New figures from the Office of National Statistics have shown that emissions from motor vehicles have actually dropped 12% in the four years between 2012 and 2016.
The drop comes as governments around the world, including the UK, have started to impose stricter regulations on the emissions being produced by cars including tougher penalties on older cars, especially diesel vehicles.
While the figures have been welcomed, some have warned that it fails to tell the bigger picture.
One of the main sources for the overall drop in the levels of nitrogen oxides (NOx) has actually been due to the closure of several large coal-fired power stations.
In addition, green group ClientEarth points out that despite the drop of 12%, the share of pollution that road transport provides has actually increased from 34% in 2015 to 49% in 2016.
Senior Campaigner, Andrea Lee told HuffPost UK: “The reduction in emissions is good news but it fails to tell the whole story. Concentrations of nitrogen dioxide are still at illegal and harmful levels in our towns and cities, where the majority of people are exposed to it.”
Despite a focus on reducing industrial polluters such as closing fossil-fuel power stations, Lee believe the government should do more regarding the pollution levels coming from cars and public transport.

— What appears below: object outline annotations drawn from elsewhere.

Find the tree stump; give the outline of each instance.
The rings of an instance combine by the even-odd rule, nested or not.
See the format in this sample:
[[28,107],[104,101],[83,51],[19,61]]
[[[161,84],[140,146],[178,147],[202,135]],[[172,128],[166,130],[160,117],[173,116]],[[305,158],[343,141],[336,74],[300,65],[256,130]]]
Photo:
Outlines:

“The government needs to focus on urgently tackling illegal levels of air pollution with policies like clean air zones, targeted diesel scrappage schemes and other initiatives designed to help people move to cleaner forms of transport.” she said.
16 cities around the UK (including London) are still breaching the EU’s limits on NOx with London breaching its annual limit in just the first month.
Farming pollution on the rise
While the levels of NOx have fallen, there is one area where we’re seeing a rise in emissions and that’s in the levels of ammonia - caused mostly by farming.
“The fertiliser that’s applied to fields and the manure that is stored up over winter and is then spread on land in the springtime causes releases of ammonia, and this reacts with air pollution from industry and traffic to form these particle episodes that extend over hundreds and hundreds of kilometres.” explains Dr Gary Fuller from Kings College London.